2606.18582

Total: 1

#1 Technical Report for ICRA 2026 GOOSE 2D Fine-Grained Semantic Segmentation Challenge: Leveraging DINOv3 for Robust Outdoor Scene Understanding in Field Robotics [PDF] [Copy] [Kimi] [REL]

Authors: Jaeil Park, Hyobin Choi, Sangjin Lee, Hyungtae Lim, Sung-Hoon Yoon

The GOOSE 2D Fine-Grained Semantic Segmentation Challenge at the ICRA 2026 Workshop on Field Robotics evaluates dense semantic segmentation of off-road imagery over a fine-grained taxonomy of 64 classes and 11 evaluated non-void coarse categories. We present the first-place solution to this challenge. Our solution comprises two complementary improvements: (a) a network-level design that combines a self-supervised DINOv3 ViT-L/16 backbone, a ViT-Adapter, and a Mask2Former mask-classification decoder, together with a coarse-category auxiliary loss on the global [CLS] token; and (b) an inference-time aggregation strategy based on multi-scale and horizontal-flip test-time augmentation and an ensemble of the top three checkpoints selected using Codabench scores.
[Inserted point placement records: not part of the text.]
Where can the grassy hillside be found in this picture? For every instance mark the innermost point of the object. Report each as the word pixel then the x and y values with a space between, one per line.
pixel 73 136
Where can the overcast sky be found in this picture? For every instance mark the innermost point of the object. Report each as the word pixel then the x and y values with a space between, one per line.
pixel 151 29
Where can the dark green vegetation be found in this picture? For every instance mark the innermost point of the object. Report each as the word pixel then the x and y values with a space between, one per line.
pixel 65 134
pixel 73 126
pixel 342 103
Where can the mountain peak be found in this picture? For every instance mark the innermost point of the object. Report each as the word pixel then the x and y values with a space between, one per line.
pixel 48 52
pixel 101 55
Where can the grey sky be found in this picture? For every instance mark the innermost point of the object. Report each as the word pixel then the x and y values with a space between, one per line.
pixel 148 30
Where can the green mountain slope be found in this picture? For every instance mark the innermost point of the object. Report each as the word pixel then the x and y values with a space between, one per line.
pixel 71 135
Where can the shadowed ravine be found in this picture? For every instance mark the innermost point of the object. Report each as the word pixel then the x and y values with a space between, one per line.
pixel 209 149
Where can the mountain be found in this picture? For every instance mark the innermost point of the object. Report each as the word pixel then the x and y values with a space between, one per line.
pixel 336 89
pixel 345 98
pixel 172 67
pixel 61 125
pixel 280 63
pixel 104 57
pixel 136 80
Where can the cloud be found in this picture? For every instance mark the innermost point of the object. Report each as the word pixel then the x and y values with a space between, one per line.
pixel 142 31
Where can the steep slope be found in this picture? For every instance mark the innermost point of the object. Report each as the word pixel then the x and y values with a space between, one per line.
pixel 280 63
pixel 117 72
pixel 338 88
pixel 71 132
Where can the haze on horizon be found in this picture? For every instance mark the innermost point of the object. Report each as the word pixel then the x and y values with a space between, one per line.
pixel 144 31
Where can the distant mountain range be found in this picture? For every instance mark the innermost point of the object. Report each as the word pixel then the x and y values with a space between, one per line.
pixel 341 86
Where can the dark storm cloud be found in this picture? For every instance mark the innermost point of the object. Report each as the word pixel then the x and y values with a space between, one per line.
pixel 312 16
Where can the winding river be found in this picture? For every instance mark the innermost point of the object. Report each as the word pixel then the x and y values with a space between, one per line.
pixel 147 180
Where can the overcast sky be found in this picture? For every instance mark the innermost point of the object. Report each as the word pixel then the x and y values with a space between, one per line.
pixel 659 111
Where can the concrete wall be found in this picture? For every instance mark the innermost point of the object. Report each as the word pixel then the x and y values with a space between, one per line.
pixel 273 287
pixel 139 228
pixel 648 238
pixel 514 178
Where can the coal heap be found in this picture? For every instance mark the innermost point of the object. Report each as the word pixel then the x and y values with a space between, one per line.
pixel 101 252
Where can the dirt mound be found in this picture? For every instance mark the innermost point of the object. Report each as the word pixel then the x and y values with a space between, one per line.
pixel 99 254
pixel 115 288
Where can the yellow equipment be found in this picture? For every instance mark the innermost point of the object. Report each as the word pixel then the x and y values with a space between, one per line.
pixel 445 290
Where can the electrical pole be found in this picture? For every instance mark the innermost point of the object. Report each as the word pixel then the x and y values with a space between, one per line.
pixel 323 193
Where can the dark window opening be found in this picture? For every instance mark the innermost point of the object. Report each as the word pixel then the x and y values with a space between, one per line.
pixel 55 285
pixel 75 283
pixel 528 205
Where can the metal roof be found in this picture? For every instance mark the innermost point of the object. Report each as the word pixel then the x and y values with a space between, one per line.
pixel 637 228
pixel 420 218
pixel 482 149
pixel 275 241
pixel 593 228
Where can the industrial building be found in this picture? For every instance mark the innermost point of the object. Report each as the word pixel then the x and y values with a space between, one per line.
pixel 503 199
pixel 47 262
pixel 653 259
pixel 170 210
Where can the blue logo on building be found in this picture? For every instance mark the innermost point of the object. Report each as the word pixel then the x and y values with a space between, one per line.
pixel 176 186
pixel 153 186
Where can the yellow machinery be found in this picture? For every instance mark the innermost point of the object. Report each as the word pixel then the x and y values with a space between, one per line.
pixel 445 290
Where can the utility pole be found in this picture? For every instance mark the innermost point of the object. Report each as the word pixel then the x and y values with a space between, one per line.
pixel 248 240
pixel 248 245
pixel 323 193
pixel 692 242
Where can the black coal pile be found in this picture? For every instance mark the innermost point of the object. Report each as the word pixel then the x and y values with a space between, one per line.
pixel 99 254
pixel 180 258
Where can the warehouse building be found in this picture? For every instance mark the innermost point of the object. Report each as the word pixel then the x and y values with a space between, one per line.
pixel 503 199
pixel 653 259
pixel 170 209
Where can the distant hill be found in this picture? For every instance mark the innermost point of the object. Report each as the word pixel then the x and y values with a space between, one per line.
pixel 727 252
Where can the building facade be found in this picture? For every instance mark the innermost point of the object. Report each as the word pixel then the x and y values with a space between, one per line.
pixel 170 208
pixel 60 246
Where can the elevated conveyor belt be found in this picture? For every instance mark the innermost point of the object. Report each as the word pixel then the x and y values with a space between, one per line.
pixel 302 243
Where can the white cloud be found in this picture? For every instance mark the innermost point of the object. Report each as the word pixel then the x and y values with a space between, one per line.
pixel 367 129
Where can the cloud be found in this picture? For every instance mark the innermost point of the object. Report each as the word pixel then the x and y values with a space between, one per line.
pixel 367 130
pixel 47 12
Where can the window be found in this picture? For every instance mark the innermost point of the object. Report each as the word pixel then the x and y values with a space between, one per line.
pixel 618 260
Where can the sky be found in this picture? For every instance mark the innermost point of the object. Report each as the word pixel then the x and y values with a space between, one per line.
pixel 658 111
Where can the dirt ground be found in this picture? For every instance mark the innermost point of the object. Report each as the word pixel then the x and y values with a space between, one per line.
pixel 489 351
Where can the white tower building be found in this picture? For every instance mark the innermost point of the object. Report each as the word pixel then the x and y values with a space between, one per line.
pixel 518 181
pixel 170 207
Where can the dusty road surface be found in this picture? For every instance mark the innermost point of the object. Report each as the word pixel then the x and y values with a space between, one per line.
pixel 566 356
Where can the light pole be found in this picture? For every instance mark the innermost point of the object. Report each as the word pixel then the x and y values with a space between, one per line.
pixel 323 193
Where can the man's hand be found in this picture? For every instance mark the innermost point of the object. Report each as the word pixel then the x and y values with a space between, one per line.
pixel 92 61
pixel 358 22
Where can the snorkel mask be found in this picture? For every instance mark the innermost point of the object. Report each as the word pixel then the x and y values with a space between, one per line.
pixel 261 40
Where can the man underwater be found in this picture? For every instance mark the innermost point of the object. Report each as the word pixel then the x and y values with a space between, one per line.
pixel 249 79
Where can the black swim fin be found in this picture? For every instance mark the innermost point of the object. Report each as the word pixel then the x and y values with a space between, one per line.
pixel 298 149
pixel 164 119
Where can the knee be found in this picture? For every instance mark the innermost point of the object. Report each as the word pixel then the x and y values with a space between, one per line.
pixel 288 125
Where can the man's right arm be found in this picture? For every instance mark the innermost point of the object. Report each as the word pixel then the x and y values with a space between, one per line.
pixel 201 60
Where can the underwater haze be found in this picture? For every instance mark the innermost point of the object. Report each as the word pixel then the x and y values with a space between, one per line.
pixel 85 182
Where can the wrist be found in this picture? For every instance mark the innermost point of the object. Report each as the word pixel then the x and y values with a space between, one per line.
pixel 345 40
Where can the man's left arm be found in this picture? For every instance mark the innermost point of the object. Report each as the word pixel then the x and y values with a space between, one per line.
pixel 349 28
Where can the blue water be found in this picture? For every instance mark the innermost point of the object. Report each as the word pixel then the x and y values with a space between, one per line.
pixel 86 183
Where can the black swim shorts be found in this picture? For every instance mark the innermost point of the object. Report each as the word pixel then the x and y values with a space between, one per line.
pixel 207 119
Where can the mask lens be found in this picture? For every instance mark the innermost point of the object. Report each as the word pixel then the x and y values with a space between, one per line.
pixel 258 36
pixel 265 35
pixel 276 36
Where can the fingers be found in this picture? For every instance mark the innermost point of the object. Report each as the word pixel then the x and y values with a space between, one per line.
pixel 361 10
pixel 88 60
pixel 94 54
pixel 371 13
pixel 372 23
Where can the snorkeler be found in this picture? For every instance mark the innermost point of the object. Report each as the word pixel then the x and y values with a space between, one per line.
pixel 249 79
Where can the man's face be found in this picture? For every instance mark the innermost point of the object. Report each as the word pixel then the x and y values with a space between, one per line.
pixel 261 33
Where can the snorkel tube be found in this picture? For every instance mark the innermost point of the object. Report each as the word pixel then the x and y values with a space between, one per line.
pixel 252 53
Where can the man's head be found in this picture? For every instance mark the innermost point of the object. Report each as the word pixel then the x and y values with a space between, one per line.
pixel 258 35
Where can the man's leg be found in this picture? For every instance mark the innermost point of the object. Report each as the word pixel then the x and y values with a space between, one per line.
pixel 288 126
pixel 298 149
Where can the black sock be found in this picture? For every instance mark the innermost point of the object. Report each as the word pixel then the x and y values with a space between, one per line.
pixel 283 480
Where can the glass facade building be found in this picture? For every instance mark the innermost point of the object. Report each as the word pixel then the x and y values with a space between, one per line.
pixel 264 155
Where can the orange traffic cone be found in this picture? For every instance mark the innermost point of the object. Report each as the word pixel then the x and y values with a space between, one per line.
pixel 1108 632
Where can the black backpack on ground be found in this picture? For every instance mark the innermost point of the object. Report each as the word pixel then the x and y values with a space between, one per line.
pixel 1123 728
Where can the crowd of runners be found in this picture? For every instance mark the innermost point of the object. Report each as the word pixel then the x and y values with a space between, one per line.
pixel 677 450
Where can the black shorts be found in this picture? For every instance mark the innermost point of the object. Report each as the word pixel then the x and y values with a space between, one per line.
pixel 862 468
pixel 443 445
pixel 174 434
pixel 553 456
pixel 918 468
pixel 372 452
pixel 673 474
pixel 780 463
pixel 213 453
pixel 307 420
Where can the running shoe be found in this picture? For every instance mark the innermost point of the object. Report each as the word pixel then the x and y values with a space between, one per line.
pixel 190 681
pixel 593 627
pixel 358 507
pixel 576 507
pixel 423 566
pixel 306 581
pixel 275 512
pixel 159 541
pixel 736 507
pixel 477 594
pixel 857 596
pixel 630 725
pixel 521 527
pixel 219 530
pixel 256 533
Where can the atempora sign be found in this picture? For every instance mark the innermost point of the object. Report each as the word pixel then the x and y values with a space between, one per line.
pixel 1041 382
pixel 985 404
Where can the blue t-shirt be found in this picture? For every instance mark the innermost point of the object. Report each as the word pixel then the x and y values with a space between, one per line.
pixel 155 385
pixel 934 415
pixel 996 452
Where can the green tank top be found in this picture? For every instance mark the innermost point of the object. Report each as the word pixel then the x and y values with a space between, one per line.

Our method achieves an official composite score of 76.57%, consisting of 69.32% fine-class mIoU and 83.81% category-level mIoU, and ranks first on the final phase leaderboard: www.codabench.org/competitions/14257/#/results-tab.

Subjects: Computer Vision and Pattern Recognition , Robotics , Image and Video Processing

Publish: 2026-06-17 01:13:22 UTC